Masciangioli, arriva anche lo stop del Tar
Bloccato l’affidamento della direzione dei lavori, intanto il vecchio edificio è in totale abbandono
SULMONA. Tutto da rifare per l’affidamento della direzione dei lavori della scuola elementare Masciangioli. Il Tar Abruzzo ha accolto il ricorso presentato dallo studio di progettazione Ucronie, che si era opposto all’affidamento della direzione lavori al professionista Salvatore Tringali. Tra i requisiti che assegnavano punteggio nella gara c’era l’avere personale alle proprie dipendenze, cosa su cui aveva fatto leva il ricorso di Ucronie, secondo cui il requisito non era stato rispettato.

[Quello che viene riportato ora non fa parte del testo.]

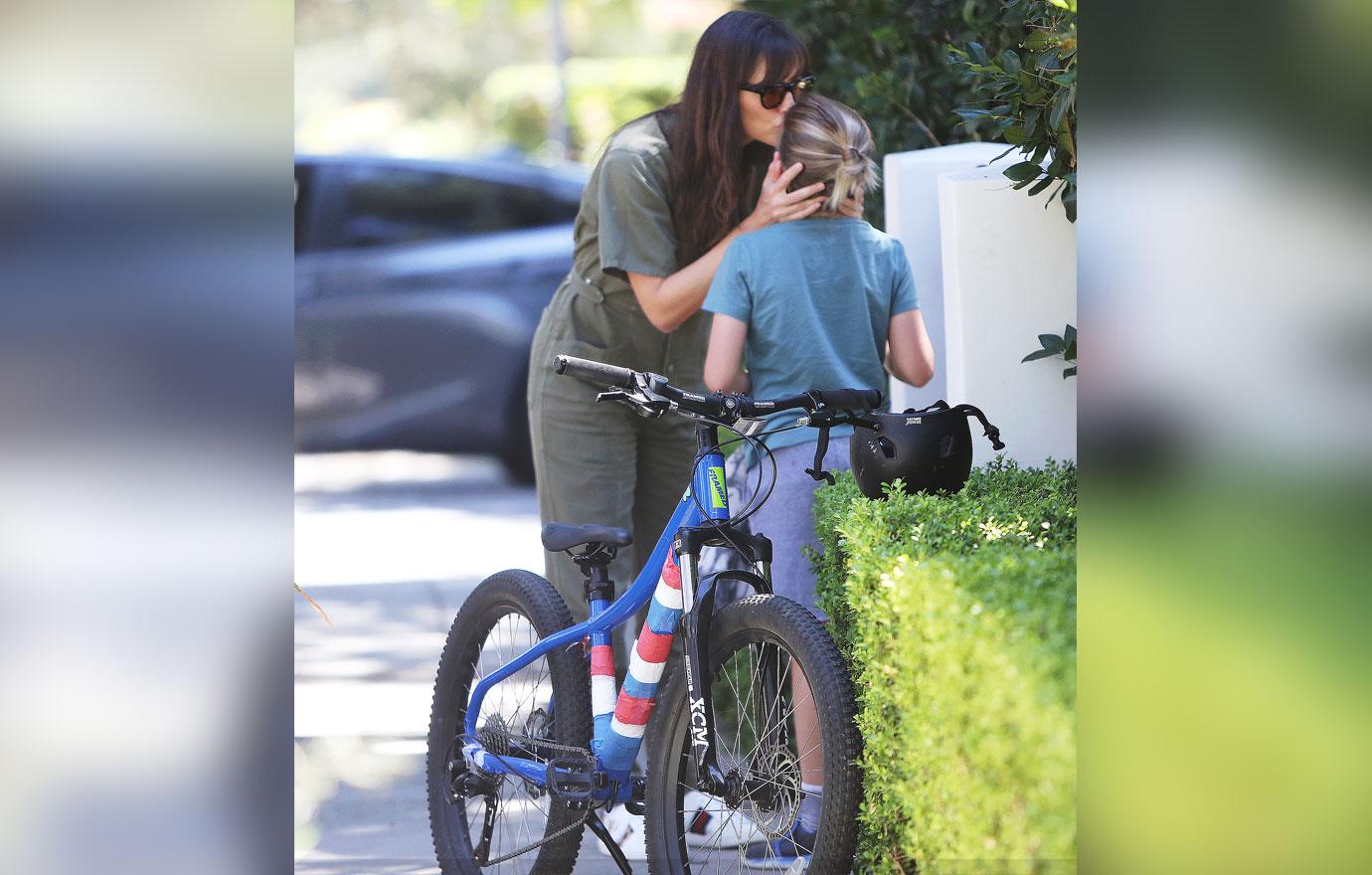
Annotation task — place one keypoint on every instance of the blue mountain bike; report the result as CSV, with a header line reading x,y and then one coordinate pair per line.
x,y
751,756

Verificato che i due geometri dichiarati dipendenti non avevano alcun rapporto di lavoro con Tringali, il Tar ha annullato la graduatoria. Nel frattempo, il Comune aveva indicato nei mesi scorsi un altro direttore dei lavori, un dipendente dell’ente per cercare di accelerare i tempi.

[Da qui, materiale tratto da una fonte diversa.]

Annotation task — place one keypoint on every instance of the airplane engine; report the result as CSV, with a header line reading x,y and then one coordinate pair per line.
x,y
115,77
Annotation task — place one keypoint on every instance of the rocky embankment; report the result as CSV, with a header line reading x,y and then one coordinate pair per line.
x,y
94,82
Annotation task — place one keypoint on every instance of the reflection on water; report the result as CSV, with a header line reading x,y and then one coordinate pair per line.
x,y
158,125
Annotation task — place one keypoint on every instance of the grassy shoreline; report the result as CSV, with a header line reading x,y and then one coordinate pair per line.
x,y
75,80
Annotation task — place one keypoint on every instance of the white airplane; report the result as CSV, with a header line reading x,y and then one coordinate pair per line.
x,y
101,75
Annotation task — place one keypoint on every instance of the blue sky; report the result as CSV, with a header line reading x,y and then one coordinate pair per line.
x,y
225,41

Tempi che, invece, continuano ad allungarsi a causa del via libera definitivo del Genio civile che tarda ad arrivare, nonostante i lavori siano stati affidati due anni e mezzo fa. Non nasconde un certo disappunto l’assessore ai Lavori pubblici Nicola Angelucci. «Purtroppo questa battaglia legale ci sta bloccando il cantiere», fa notare, «anche se l’iter al Genio civile procede in via parallela e speriamo di ricevere quanto prima il permesso definitivo all’apertura del cantiere». Intanto, la scuola elementare di viale Mazzini resta nel degrado. Sei mesi saranno necessari per gli interventi sulla scuola Masciangioli, una di quelle messe peggio in città, per cui il Comune ha già affidato i lavori per 2 milioni e 700 mila euro, più altri 30 mila euro necessari per gli adempimenti tecnici, il trasloco e le opere di urbanizzazione. Da dicembre scorso i Musp allestiti all’ex caserma Battisti ospitano i 196 alunni della Masciangioli, gli asili Collodi (con due aule) e Montessori (con una). Il contratto col Comune scadrà il 23 ottobre e nel documento non c’è possibilità di riscatto per il Comune, che sarà costretto a fare una nuova gara o a trovare sedi alternative. Tra queste le più gettonate sono l’ex convento di Santa Caterina (che avrebbe dovuto ospitare Spazio Ovidio) o l’ex sede del liceo scientifico in viale Matteotti, attualmente occupato da una struttura ricettiva con contratto scaduto. Per le strutture prefabbricate il Comune ha previsto una spesa di 200 mila euro, più 15 mila per le opere di urbanizzazione. (f.p.)